A place to be (re)educated in Newspeak

Wednesday, May 12, 2010

Patterns of Dynamic Typechecking

Dynamic type tests are ubiquitous in programming. Regardless of whether the programming language is statically or dynamically typed, object-oriented or functional, the need to establish what sort of value you are dealing with at run time is always there.

In object oriented languages constructs like Java’s instanceOf (or C# typeOf, or Smalltalk isKindOf:) serve this need - as do casts.

Some functional languages put a large emphasis on being “completely statically typed”. In fact, these languages rely heavily on dynamic typechecking in the guise of pattern matching. Somewhere in the middle lie constructs like typecase.

In most languages, constructs for dynamic typechecking undermine data abstraction. They allow one to test for the implementation type of a value. Checking whether an object is an instance of a particular class, or pattern matching against a specific datatype constructor suffer from this problem. In contrast, testing whether a value supports an interface is harmless. Dynamically typed languages don’t support that however.

An old trick is to add methods that support these kind of type queries. Where you might, in Java, define a class A that implements an interface T, you would simply define a method isT on A, that returns true. The problem is that you then need to define a version of isT that returns false for all other types that you might possibly encounter. To be safe, you’d add isT to Object. This is monkey patching of the highest order, and readers of this blog know my view “People don’t let Primitive Primates Program”.

However, there is an out. Define the default version of doesNotUnderstand: to check if the method name is of the form isX, where X has the form of a type identifier. If so, return false. Now all you need to do is define isT for the classes that actually support the T interface. Credit to Peter Ahe for proposing this. It’s in the current Newspeak implementation.

Pattern matching is much more general than isT however; using isT is equivalent to a simple nullary pattern - except for this annoying issue with data abstraction.

Recently, we’ve seen approaches that overcome the data abstraction problem: Scala and F# introduce pattern matching mechanism that allow you to preserve data abstraction. It was Scala’s influence, combined with demand from users at Cadence, that prompted me to examine the idea of supporting pattern matching in Newspeak.

One can’t just go graft a pattern matching construct on to Newspeak however. The only operations allowed in Newspeak are message sends. If we can’t express the matching constructs via messages, they cannot go into the language. This led me to the idea of pattern literals: a special syntax for patterns, that denotes a pattern object. We already have special syntax for number objects, string objects, closure objects etc., so adding pattern objects fits in quite naturally. The nice thing about such an approach is that patterns are first class values. Patterns can be abstracted over in methods, stored in slots and data structures, serialized to disk or what have you. You can’t do that with a pattern in ML or Haskell.

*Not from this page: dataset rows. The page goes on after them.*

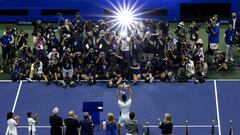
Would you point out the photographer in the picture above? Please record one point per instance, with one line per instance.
(77, 42)
(88, 41)
(213, 35)
(114, 75)
(39, 43)
(159, 45)
(89, 73)
(229, 40)
(201, 71)
(171, 43)
(125, 48)
(148, 47)
(32, 121)
(190, 69)
(6, 45)
(37, 28)
(53, 56)
(158, 68)
(78, 65)
(22, 40)
(66, 42)
(198, 51)
(136, 73)
(168, 69)
(194, 33)
(181, 33)
(53, 42)
(147, 72)
(52, 72)
(67, 67)
(18, 69)
(103, 41)
(101, 65)
(219, 62)
(25, 54)
(114, 42)
(36, 72)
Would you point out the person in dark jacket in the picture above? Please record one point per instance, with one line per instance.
(72, 124)
(167, 125)
(86, 124)
(56, 123)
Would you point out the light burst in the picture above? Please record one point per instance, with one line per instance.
(124, 15)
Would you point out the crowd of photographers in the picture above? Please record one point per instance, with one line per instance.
(84, 50)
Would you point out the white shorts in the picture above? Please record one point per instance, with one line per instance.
(214, 46)
(67, 73)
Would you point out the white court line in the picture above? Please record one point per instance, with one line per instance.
(15, 102)
(208, 80)
(183, 126)
(217, 107)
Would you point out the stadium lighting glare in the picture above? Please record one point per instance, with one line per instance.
(124, 14)
(125, 18)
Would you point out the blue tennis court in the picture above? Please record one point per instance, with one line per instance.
(197, 103)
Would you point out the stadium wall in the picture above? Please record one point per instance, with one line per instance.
(92, 8)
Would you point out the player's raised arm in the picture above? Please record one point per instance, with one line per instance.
(130, 91)
(118, 89)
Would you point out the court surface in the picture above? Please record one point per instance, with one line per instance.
(198, 103)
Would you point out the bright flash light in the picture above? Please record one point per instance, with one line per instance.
(124, 15)
(125, 18)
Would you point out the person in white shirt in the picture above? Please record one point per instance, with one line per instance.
(124, 105)
(12, 123)
(32, 121)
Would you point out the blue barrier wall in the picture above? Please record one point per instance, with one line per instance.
(90, 8)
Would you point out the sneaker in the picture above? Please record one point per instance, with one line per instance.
(151, 80)
(29, 79)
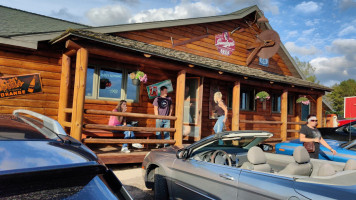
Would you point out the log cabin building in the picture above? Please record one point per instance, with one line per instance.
(76, 62)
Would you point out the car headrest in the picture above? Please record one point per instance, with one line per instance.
(350, 165)
(301, 155)
(326, 170)
(256, 156)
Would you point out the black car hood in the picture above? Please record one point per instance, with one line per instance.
(24, 154)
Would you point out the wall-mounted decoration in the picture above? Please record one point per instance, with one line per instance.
(154, 89)
(20, 85)
(263, 61)
(224, 43)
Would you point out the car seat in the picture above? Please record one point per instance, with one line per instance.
(256, 160)
(301, 166)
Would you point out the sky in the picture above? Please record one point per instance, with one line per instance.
(322, 32)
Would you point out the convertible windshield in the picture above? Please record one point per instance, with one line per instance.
(23, 128)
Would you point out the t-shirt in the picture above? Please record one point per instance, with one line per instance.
(163, 104)
(312, 133)
(113, 121)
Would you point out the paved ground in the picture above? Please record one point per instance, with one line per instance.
(131, 176)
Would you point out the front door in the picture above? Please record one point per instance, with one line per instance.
(192, 108)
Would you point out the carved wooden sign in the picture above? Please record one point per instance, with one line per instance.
(224, 43)
(20, 85)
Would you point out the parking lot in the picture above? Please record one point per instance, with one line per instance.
(131, 176)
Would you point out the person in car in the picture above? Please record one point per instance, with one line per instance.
(121, 121)
(309, 133)
(221, 111)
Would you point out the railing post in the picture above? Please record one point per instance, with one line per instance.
(180, 88)
(79, 93)
(235, 106)
(284, 114)
(319, 110)
(64, 89)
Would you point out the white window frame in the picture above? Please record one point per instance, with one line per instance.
(96, 84)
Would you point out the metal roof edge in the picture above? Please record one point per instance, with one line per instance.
(18, 43)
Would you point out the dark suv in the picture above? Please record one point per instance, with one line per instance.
(38, 160)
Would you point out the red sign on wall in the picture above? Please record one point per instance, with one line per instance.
(224, 43)
(350, 107)
(20, 85)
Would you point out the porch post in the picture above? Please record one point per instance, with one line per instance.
(235, 107)
(319, 110)
(79, 93)
(284, 114)
(64, 89)
(178, 135)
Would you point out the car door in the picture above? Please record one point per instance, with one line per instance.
(259, 185)
(193, 179)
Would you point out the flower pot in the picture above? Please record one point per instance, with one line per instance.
(135, 82)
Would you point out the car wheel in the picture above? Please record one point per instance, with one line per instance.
(160, 186)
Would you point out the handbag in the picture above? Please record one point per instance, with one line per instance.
(309, 146)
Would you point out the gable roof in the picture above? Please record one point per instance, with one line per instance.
(188, 58)
(18, 22)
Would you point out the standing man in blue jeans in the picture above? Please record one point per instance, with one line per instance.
(163, 106)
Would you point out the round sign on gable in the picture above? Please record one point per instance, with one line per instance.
(224, 43)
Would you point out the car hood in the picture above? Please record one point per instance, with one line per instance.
(22, 155)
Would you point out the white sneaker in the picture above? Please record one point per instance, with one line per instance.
(125, 150)
(137, 145)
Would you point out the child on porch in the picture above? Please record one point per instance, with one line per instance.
(121, 121)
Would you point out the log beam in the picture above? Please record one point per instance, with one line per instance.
(319, 110)
(284, 114)
(79, 93)
(64, 89)
(180, 88)
(235, 106)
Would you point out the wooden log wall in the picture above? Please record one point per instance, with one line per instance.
(20, 63)
(206, 46)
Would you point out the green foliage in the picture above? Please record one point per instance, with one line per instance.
(344, 89)
(307, 69)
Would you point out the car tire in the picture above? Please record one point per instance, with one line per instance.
(160, 186)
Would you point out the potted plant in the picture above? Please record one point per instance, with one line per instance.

So what exactly would pattern matching in Newspeak look like? Well, Felix Geller has recently completed his masters thesis at HPI Potsdam on just that question. Felix has implemented an experimental language extension supporting pattern literals and integrated it into the Newspeak IDE. The new language features should be available in the next Newspeak refresh (coming to a computer near you, summer 2010).

In the new extension (NS3) patterns are matched against objects via a protocol very similar to Scala’s extractors, thereby preserving data abstraction. However, there is no special construct for pattern matching. Instead, complex patterns can be composed out simpler ones using combinators.

Of course, a quick scan of the literature shows that the functional community got there first. Mark Tullsen proposed first class patterns with combinators for Haskell a decade ago, and there are several other papers dealing with the idea. However, having a proposal does not guarantee that a feature is in fact included in a language; in practice, none of the popular functional languages supports first class patterns.

First class patterns combined with data abstraction are a potent combination. We mean to use them as first class queries that can be sent to objects of various sorts - ordinary in-memory collections, or databases, or logic programs. This is reminiscent of LINQ, except that the queries are first class so they can be abstracted over. You can write code that takes queries as parameters, accepts queries as input from the user, serializes and deserializes queries to persistent storage (allowing you to do meta-queries) and so on. And the beauty of a language like Newspeak is that all this requires but a fraction of the machinery you need in a mainstream setting.

Felix’s thesis will soon be available as a technical report. I am reluctant to steal his thunder before that, but once the report is out, I'll put out a follow up post that illustrates how this works and why it is neat.